Lawrence Tech administrators, faculty, and community partners provided the students with many opportunities to explore and embrace the richness and depth of metropolitan Detroit’s many religious, ethnic, and cultural traditions and attractions.
Over the course of a week LTU students, many of whom were participants in the LTU Summer Connections Program, and newly arrived international students learned how metro Detroit has been influenced by people from different backgrounds.
Assistant Professor Jason Barrett and Lecturer Corrine Stavish led a program on the experiences that immigrants encountered as they arrived in the United States and became American while adding value to the development of America’s society, economy, and labor movement.
Adjunct Professor Kenneth Gadd led a panel of interfaith religious leaders in a discussion of the importance of appreciating other religious faiths and how different faiths can unite us globally and locally to promote peace within our community.
LTU Director of Leadership Programs Jim Jolly led participants in an exploration of racial, cultural, and ethnic relations through an interactive learning experience called BaFa BaFa. The Interfaith Center for Racial Justice facilitated a demonstration of how people from different cultures experience and view each other.
Adjunct Professor Tanja Krupa, Senior Lecturer Sara Lamers, and Associate Professor Melinda Phillips guided participants through the process of writing poetry to demonstrate how we view art, food, family, and work while focusing attention on important details of the world we live in.

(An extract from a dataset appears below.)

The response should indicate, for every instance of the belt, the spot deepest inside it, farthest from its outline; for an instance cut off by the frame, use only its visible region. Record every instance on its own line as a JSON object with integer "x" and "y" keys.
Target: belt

Participants visited many culturally significant sights of metro Detroit such as The Henry Ford, the Detroit Institute of Arts, the Detroit Historical Museum, Detroit Venture Partners, and Comerica Park, where they watched the Tigers beat the Minnesota Twins. They learned about the roles that innovation and creativity have played in the history and development of metro Detroit and saw how these forces can reinvigorate Detroit’s culture and economy today.